Enfin, l’oubli de renouvellement d’un nom de domaine expiré est une erreur aux conséquences souvent sous-estimées. Un domaine que vous avez utilisé par le passé peut être réenregistré par n’importe qui dès lors qu’il n’est plus renouvelé. Un attaquant peut alors s’en emparer pour usurper votre identité, exactement comme dans une attaque de Typosquatting.

Les bonnes pratiques pour sécuriser votre DNS

La sécurisation du DNS ne requiert pas de compétences techniques importantes. Elle nécessite simplement de poser les bonnes questions à votre prestataire informatique ou à votre hébergeur.

Le premier réflexe à adopter consiste à cartographier l’ensemble des vulnérabilités de votre DNS, en réalisant un diagnostic à distance. Des solutions comme Sekost identifient, à partir de votre nom de domaine, les enregistrements exposés, les incohérences de configuration et les points faibles de votre DNS.

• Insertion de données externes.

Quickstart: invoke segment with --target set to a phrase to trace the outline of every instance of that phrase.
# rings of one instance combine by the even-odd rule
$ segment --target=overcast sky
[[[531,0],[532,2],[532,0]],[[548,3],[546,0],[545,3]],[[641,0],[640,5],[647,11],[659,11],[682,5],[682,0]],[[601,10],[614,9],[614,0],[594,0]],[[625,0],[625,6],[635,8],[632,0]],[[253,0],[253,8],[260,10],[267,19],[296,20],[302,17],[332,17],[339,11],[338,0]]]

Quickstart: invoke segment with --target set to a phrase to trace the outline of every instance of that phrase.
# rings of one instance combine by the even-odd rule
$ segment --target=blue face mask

Une autre mesure consiste à vérifier que DNSSEC est activé sur vos noms de domaine principaux. La plupart des hébergeurs et bureaux d’enregistrement proposent cette option, souvent en un clic. Combiner DNSSEC avec HTTPS renforce significativement la protection contre les redirections frauduleuses. DNSSEC certifie que l’aiguillage dans l’annuaire Internet est correct et sans falsification, alors que le protocole HTTPS chiffre la connexion et apporte la preuve finale à l’utilisateur qu’il navigue bien sur le site authentique.

Il convient également de sécuriser l’accès à l’interface de gestion de vos noms de domaine. Toute modification d’un enregistrement DNS doit être protégée par une authentification multifacteur. Un accès non sécurisé à votre hébergeur ou bureau d’enregistrement est une porte d’entrée facilement exploitable pour un attaquant qui souhaite procéder à un DNS Hijacking.

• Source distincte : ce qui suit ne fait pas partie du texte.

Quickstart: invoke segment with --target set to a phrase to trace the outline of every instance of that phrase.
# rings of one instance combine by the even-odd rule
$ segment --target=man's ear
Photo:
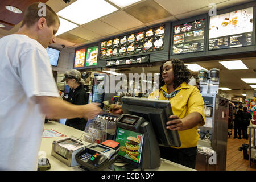
[[[42,30],[44,26],[46,24],[46,20],[44,17],[41,17],[38,21],[38,27],[39,29]]]

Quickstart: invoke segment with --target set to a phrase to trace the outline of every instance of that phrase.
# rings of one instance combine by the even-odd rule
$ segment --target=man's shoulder
[[[35,39],[23,34],[11,34],[1,38],[2,40],[8,42],[13,46],[20,46],[26,49],[44,50],[44,48]]]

Une autre bonne pratique consiste à désactiver le transfert de zone public. Ce paramètre est à vérifier avec votre prestataire technique : il n’y a aucune raison que la cartographie complète de vos enregistrements DNS soit accessible depuis l’extérieur. 

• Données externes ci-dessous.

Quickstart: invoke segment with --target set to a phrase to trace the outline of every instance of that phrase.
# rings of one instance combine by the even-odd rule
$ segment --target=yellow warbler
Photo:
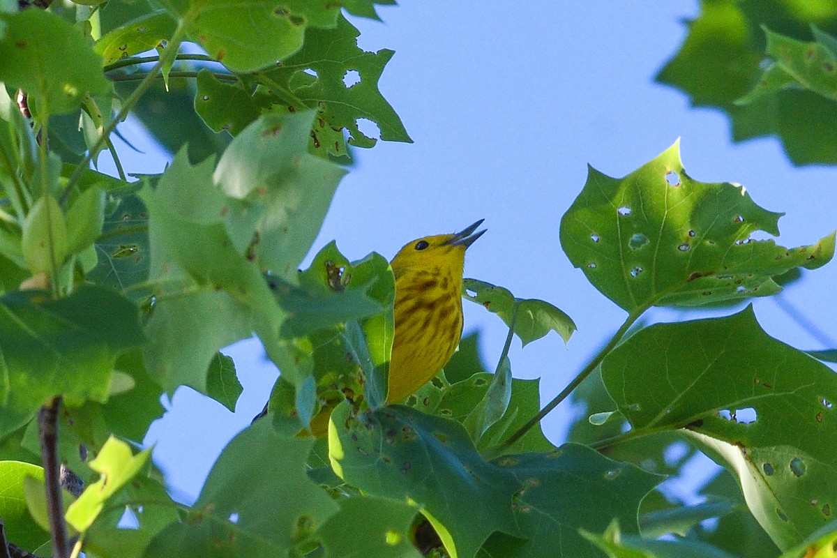
[[[465,250],[485,229],[483,222],[454,234],[408,243],[390,264],[395,274],[395,338],[389,361],[387,401],[398,403],[442,370],[462,335],[462,269]],[[331,409],[311,420],[311,431],[326,435]]]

Il convient également de faire l’inventaire de vos enregistrements DNS actifs et de supprimer ceux qui ne correspondent plus à un service réel pour éliminer ces portes d’entrée potentielles.

Enfin, il est conseillé de surveiller les dépôts de noms de domaine similaires au vôtre. Des services de veille peuvent vous alerter lorsqu’un domaine proche du vôtre est enregistré afin de prévenir le typosquatting.

Conclusion

Beaucoup de PME oublient de considérer le DNS dans leur stratégie de cybersécurité, car il fonctionne en toile de fond. Pourtant, vos activités en ligne dépendent pleinement du DNS. Rarement surveillé, il est devenu une cible facile pour les cybercriminels qui multiplient les attaques contre cette infrastructure pour perturber vos services, usurper votre identité ou dérober des données sensibles.

Heureusement, sécuriser votre DNS ne nécessite pas un budget conséquent ni une expertise technique pointue. Une simple cartographie de vos vulnérabilités existantes et un passage en revue avec votre prestataire informatique des points de vigilance discutés dans cet article vous permettront de réduire considérablement le niveau de risque.